Refactor textToQualifiedNameList()

Started by Yugo Nagataover 7 years ago13 messages
#1Yugo Nagata
nagata@sraoss.co.jp
1 attachment(s)

Hi,

When working on other patch[1], I found there are almost same
functions, texttoQualifiedNameList() and stringToQualifiedNameList().
The only difference is the argument type, text or char*. I don't know
why these functions are defined seperately, but I think the former
function can be rewritten using the latter code as the attached patch.
Is this reasonable fix?

Regards,
--
Yugo Nagata <nagata@sraoss.co.jp>

Attachments:

refactor_textToQualifiedNameList.patchtext/x-diff; name=refactor_textToQualifiedNameList.patchDownload
diff --git a/src/backend/utils/adt/varlena.c b/src/backend/utils/adt/varlena.c
index a5e812d026..2ef1a1e330 100644
--- a/src/backend/utils/adt/varlena.c
+++ b/src/backend/utils/adt/varlena.c
@@ -34,6 +34,7 @@
 #include "utils/memutils.h"
 #include "utils/pg_locale.h"
 #include "utils/sortsupport.h"
+#include "utils/regproc.h"
 #include "utils/varlena.h"
 
 
@@ -3233,34 +3234,12 @@ textToQualifiedNameList(text *textval)
 {
 	char	   *rawname;
 	List	   *result = NIL;
-	List	   *namelist;
-	ListCell   *l;
 
 	/* Convert to C string (handles possible detoasting). */
 	/* Note we rely on being able to modify rawname below. */
 	rawname = text_to_cstring(textval);
 
-	if (!SplitIdentifierString(rawname, '.', &namelist))
-		ereport(ERROR,
-				(errcode(ERRCODE_INVALID_NAME),
-				 errmsg("invalid name syntax")));
-
-	if (namelist == NIL)
-		ereport(ERROR,
-				(errcode(ERRCODE_INVALID_NAME),
-				 errmsg("invalid name syntax")));
-
-	foreach(l, namelist)
-	{
-		char	   *curname = (char *) lfirst(l);
-
-		result = lappend(result, makeString(pstrdup(curname)));
-	}
-
-	pfree(rawname);
-	list_free(namelist);
-
-	return result;
+	return stringToQualifiedNameList(rawname);
 }
 
 /*
#2Yugo Nagata
nagata@sraoss.co.jp
In reply to: Yugo Nagata (#1)
Re: Refactor textToQualifiedNameList()

On Fri, 24 Aug 2018 20:44:12 +0900
Yugo Nagata <nagata@sraoss.co.jp> wrote:

Hi,

When working on other patch[1], I found there are almost same
functions, texttoQualifiedNameList() and stringToQualifiedNameList().
The only difference is the argument type, text or char*. I don't know
why these functions are defined seperately, but I think the former
function can be rewritten using the latter code as the attached patch.
Is this reasonable fix?

I forgot to add a link to the referred thread.

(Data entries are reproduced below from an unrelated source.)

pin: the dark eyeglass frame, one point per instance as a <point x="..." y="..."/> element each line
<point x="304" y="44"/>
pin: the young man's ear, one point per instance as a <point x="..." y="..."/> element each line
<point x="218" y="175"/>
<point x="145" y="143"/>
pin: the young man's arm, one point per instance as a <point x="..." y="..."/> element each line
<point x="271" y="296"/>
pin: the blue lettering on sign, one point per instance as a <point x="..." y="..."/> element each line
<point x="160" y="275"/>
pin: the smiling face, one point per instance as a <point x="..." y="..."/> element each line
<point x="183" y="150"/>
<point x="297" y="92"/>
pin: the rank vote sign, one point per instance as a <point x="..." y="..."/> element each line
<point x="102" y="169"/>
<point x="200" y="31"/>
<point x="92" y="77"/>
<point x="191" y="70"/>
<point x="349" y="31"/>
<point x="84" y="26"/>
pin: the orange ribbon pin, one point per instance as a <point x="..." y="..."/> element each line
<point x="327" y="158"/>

[1]: /messages/by-id/20180817075100.bc99378255943d3c3951ad63@sraoss.co.jp

Regards,
--
Yugo Nagata <nagata@sraoss.co.jp>

--
Yugo Nagata <nagata@sraoss.co.jp>

#3Kyotaro HORIGUCHI
horiguchi.kyotaro@lab.ntt.co.jp
In reply to: Yugo Nagata (#1)
Re: Refactor textToQualifiedNameList()

Hello.

At Fri, 24 Aug 2018 20:44:12 +0900, Yugo Nagata <nagata@sraoss.co.jp> wrote in <20180824204412.150979ae6b283ddb639f93f6@sraoss.co.jp>

When working on other patch[1], I found there are almost same
functions, texttoQualifiedNameList() and stringToQualifiedNameList().
The only difference is the argument type, text or char*. I don't know
why these functions are defined seperately, but I think the former
function can be rewritten using the latter code as the attached patch.
Is this reasonable fix?

The functions were introduced within a month for different
objectives in March and April, 2002. I supppose that they are
intentionally added as separate functions for simplicitly since
the second one is apparent CnP'ed from the first one.

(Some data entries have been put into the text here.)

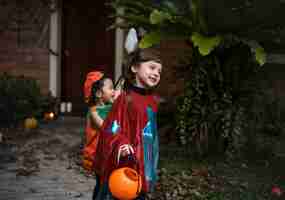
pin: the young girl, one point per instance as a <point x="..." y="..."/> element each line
<point x="99" y="94"/>
<point x="131" y="128"/>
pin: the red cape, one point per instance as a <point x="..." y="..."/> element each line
<point x="130" y="117"/>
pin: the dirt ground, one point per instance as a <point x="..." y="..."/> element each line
<point x="47" y="162"/>
<point x="44" y="164"/>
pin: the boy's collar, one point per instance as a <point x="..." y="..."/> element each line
<point x="142" y="91"/>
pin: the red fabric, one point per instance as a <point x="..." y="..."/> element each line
<point x="131" y="114"/>
<point x="90" y="79"/>
<point x="89" y="150"/>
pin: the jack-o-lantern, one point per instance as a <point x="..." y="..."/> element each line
<point x="30" y="123"/>
<point x="49" y="116"/>
<point x="125" y="183"/>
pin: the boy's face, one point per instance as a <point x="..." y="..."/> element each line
<point x="147" y="74"/>
<point x="107" y="92"/>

commit 5f4745adf4fb2a1f933b25d7a2bc72b39fa9edfd
commit 52200befd04b9fa71da83231c808764867079226

Returning to the patch, the downside of it is that textToQNL
makes an extra and unused copy of the parameter string. (It's a
kind of bug that it is forgetting to free rawname.)

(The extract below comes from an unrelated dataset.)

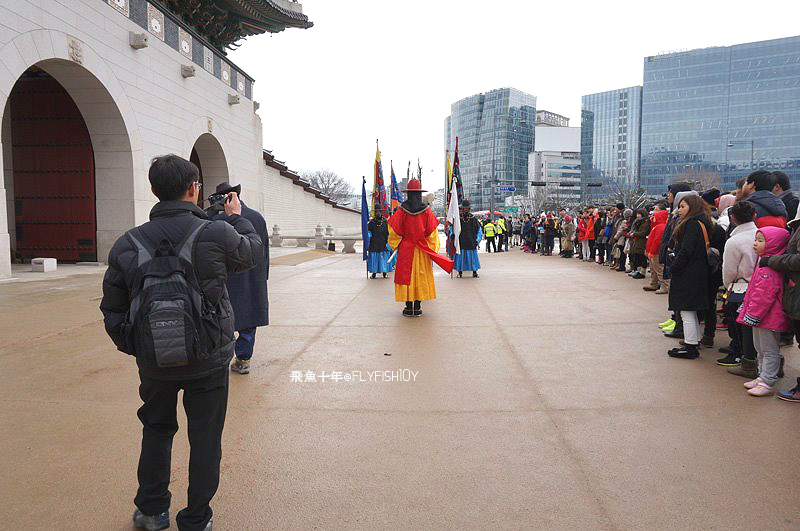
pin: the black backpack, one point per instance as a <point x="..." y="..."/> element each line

Maybe we can separate them into three functions (or one function
and two macros) to get rid of the duplication but I'm not sure
it's worth doing..

regards.

--
Kyotaro Horiguchi
NTT Open Source Software Center

#4Yugo Nagata
nagata@sraoss.co.jp
In reply to: Kyotaro HORIGUCHI (#3)
1 attachment(s)
Re: Refactor textToQualifiedNameList()

On Tue, 28 Aug 2018 11:49:26 +0900 (Tokyo Standard Time)
Kyotaro HORIGUCHI <horiguchi.kyotaro@lab.ntt.co.jp> wrote:

At Fri, 24 Aug 2018 20:44:12 +0900, Yugo Nagata <nagata@sraoss.co.jp> wrote in <20180824204412.150979ae6b283ddb639f93f6@sraoss.co.jp>

When working on other patch[1], I found there are almost same
functions, texttoQualifiedNameList() and stringToQualifiedNameList().
The only difference is the argument type, text or char*. I don't know
why these functions are defined seperately, but I think the former
function can be rewritten using the latter code as the attached patch.
Is this reasonable fix?

The functions were introduced within a month for different
objectives in March and April, 2002. I supppose that they are
intentionally added as separate functions for simplicitly since
the second one is apparent CnP'ed from the first one.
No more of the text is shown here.